While showing off the various high-tech amenities of the operation rooms, head nurse Eti Uziel said some of them were designed to make patient information and pre-surgery imaging available right at the surgeon’s line of vision. The screens also allow everyone in the room to see the procedure as it takes place and to communicate online with experts elsewhere in Israel or around the world who could be asked to consult in real time.

The reception and waiting area in the new ‘mini-hospital’ for ambulatory surgery at Tel Aviv Sourasky Medical Center-Ichilov Hospital, February 2024. (Jenny Yerushalmi)

Other design elements are meant to maximize sterility through airflow and other measures. There is also a deliberate focus on sustainability and the recycling of plastic materials that are not biohazards.
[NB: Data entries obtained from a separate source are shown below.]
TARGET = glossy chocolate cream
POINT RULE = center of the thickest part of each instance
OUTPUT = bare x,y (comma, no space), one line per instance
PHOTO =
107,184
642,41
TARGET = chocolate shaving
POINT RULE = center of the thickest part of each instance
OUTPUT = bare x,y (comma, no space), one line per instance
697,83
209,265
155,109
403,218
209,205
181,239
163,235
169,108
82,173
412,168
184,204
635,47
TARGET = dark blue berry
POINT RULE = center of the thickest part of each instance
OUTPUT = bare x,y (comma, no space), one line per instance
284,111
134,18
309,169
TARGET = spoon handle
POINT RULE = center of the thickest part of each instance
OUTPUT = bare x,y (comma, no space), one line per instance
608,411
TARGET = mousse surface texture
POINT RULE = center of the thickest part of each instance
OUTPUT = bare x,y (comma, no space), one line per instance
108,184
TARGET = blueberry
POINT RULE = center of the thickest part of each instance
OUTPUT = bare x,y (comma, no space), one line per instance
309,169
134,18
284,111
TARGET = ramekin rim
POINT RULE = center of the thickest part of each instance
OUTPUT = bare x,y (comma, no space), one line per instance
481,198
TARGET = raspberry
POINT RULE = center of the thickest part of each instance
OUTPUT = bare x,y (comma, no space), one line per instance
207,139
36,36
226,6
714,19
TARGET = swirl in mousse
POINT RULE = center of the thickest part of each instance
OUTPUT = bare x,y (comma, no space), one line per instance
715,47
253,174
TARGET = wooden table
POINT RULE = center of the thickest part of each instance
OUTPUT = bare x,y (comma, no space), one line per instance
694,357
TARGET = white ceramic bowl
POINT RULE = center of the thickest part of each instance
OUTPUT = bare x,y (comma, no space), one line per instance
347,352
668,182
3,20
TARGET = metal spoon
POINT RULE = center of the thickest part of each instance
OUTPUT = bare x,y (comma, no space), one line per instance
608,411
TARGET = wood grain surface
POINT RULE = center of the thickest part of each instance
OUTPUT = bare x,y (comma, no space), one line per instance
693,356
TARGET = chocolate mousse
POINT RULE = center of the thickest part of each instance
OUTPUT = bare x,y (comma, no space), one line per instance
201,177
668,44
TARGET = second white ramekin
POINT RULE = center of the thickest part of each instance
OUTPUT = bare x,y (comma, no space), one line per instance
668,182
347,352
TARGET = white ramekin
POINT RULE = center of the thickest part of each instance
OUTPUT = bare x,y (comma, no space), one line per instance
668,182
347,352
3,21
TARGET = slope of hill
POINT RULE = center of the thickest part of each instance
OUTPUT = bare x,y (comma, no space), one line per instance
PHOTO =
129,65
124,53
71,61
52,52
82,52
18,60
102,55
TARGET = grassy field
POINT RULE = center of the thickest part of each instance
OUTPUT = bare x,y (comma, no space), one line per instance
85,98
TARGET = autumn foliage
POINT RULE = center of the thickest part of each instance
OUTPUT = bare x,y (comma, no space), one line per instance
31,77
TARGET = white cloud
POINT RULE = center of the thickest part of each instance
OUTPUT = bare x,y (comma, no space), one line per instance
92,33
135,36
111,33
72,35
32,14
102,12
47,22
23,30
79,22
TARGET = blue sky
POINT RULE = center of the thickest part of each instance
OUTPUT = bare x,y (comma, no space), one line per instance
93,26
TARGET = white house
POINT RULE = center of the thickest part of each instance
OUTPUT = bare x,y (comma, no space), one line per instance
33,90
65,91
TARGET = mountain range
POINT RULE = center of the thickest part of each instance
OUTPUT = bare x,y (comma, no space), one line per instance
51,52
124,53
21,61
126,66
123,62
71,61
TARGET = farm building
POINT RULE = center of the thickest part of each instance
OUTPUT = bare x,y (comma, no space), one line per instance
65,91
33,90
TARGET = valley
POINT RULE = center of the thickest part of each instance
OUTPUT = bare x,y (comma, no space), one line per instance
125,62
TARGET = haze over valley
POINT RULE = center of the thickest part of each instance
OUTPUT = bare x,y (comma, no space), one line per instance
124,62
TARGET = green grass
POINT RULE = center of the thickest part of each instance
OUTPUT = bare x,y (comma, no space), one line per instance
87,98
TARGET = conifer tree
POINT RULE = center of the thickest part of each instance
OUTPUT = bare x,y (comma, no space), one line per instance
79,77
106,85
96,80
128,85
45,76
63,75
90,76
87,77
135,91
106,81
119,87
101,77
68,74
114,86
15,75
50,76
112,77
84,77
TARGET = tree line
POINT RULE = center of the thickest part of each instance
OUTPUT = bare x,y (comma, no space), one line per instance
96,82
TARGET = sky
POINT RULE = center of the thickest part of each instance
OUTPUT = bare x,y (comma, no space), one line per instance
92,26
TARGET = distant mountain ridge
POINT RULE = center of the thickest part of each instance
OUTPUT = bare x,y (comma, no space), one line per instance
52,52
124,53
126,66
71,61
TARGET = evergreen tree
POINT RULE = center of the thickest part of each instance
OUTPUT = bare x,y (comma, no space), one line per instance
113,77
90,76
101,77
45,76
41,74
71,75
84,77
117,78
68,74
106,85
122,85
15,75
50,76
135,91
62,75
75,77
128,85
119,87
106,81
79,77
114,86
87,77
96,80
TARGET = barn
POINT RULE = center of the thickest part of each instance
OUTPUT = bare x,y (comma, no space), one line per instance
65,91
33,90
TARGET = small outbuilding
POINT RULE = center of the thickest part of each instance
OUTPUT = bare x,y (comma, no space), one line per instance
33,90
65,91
To speed up pathology processes, the budget for the new center included the purchase of a million-euro robotic system from Denmark that can slice 384 tissue samples per day. This alleviates the bottleneck that is usually caused by the slicing of pathology samples by hand, thus enabling results to be generated in two or three days rather than weeks.

According to Sasportas, there was no question that the Kissufim center would be built underground. All but a handful of Ichilov’s operating rooms are underground or otherwise fortified against rocket and missile attacks. Ichilov can also open a 1,000-bed underground hospital within hours if necessary.

When war broke out on October 7 as Hamas massacred 1,200 and injured 1,600 Israelis in southern Israel under cover of massive rocket fire, only a third of Israel’s hospital beds and fewer than half of operating rooms were protected against rocket and missile attacks. This meant that nearly all medical staff had to exit unprotected operating rooms and go to safe areas when rocket sirens sound — except during critical lifesaving surgeries.

The Health Ministry announced in mid-November that it had budgeted an additional NIS 200 million ($51.8 million) for the fortification of hospitals against missile and other attacks. This sum augmented the NIS 75 million ($19.5 million) already transferred for this purpose since the outbreak of the war.